I could keep going. The history of EELV continues to this day amid even more drama, some of which I will cover in subsequent posts. But let me take stock of where the program stood at the time of the first launches in 2002 (Delta IV first launched in November 2002). From the perspective of the US government, the program was an amazing success. It got two independent launch systems, each capable of launching most or all of the required missions. They invested a total of $1.2B in the development, including the initial phases. In return, they extracted about $4B in contractor investment. All the cost risk was born by the contractors. Each system was fielded on time and worked perfectly the first launch (and have been essentially 100% successful since). The prices for the initial 28 launches were less than the 50% cost reduction target from the heritage systems. A great deal for the taxpayers.
From the contractor perspective, things were not so rosy. Both had invested very large sums in the expectation of a burgeoning commercial market. By 2002, however, the big-LEO bubble had collapsed—in conjunction with the dot com bubble. Iridium and Globalstar had declared bankruptcy, Teledesic had folded its tent. Both Boeing and LM counted on this market to recover their investment and to support the prices they bid on the initial 28 AF launches. Making matters worse, the 28 launches were already starting to slip as government satellite development programs experienced massive delays. Eventually, some of these slips exceeded 10 years!

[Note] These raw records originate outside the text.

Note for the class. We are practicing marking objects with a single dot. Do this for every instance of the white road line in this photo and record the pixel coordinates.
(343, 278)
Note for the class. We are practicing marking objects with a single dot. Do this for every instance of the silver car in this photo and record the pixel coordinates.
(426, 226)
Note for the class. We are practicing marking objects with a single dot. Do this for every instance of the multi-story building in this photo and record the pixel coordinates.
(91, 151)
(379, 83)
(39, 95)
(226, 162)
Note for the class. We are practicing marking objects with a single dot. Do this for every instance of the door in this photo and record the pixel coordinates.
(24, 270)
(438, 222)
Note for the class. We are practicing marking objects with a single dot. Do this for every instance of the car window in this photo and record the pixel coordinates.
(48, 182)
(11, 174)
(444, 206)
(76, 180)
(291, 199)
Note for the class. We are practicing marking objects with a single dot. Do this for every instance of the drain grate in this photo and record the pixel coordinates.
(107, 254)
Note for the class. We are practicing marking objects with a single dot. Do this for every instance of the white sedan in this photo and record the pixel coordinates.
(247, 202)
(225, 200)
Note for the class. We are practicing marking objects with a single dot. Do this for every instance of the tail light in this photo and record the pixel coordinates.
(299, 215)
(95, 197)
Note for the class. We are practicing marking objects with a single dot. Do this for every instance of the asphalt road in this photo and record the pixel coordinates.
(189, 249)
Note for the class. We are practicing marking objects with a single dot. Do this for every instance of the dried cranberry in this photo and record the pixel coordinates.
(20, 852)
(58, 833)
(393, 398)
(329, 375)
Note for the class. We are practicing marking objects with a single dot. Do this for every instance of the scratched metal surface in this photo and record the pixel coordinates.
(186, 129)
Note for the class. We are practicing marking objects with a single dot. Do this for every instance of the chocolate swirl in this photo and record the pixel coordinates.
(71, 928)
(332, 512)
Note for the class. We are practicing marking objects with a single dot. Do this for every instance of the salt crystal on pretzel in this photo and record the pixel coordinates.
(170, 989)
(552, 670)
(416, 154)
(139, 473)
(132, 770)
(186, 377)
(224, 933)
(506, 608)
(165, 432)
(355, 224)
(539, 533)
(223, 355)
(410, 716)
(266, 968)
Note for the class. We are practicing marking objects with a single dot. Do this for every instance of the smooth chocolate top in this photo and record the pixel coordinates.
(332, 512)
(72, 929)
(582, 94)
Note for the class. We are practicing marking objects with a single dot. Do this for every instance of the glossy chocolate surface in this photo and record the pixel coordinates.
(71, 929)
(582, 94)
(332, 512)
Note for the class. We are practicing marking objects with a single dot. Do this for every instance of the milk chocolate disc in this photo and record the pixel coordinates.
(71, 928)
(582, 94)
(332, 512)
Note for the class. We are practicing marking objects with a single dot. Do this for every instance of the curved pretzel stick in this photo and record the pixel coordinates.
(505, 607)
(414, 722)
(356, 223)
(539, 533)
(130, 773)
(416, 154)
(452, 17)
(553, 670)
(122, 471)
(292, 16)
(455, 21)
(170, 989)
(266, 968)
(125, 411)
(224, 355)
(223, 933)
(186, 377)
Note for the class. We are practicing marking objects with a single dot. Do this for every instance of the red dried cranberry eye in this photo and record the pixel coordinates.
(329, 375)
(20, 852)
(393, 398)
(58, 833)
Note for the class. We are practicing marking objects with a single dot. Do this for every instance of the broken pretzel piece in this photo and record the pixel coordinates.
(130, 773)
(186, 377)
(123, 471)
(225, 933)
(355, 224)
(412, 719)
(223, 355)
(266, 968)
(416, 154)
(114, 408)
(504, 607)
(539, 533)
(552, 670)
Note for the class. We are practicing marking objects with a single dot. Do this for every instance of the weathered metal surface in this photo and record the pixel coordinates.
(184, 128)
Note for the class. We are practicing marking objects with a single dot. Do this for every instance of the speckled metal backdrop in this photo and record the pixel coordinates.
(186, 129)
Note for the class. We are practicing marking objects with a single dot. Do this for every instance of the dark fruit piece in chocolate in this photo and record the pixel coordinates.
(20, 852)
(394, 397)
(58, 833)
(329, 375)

In summary, both companies were hemorrhaging money with no clear way to stop the bleeding. It took four years, threats to exit the business, wholesale contract restructuring, and the shotgun marriage of the two company’s launch divisions into United Launch Alliance (ULA) before the business situation stabilized. Even under ULA it was only in the last couple of years that the Atlas V investment was recovered. With ULA’s plans to retire Delta IV, Boeing’s full investment will never be recovered.
Coincidently, 2002 was also the year that SpaceX was founded. Over time, that small startup became the next disruptive force in the launch market. But that is the story of the next post, Commercial Space 3.0.
Lesson Learned #3: Beware the terrestrial competitor who has a scalable business model. Competing with terrestrial businesses from space is fraught with peril. The terrestrial business model is generally scalable. The cell phone company can put in some cell towers, gain some customers (revenue), then put in some more—on a timescale measured in months. The space business (in the mode of Iridium) must get everything fielded before any revenue accrues. The timescale is measured in years.
Lesson Learned #4: Be deeply suspicious of your own market analysis. You should start from the premise that all commercial space business models suck (See Lesson Learned #1). I still shake my head at the wild market analyses we used to justify the investment into Atlas V and Delta IV. We were assuming that the worldwide launch market would grow by 4 to 5 times its then size in just a few years. The fact that everyone got it wrong is little consolation. If it seems too good to be true, it probably is. Compounding the problem was that each side assumed they alone would garner the lion’s share of that new market and priced accordingly. Obviously, in the real world, the market will be shared among many competitors, some of whom don’t have to recover investment or make a profit. (See Lesson Learned #2).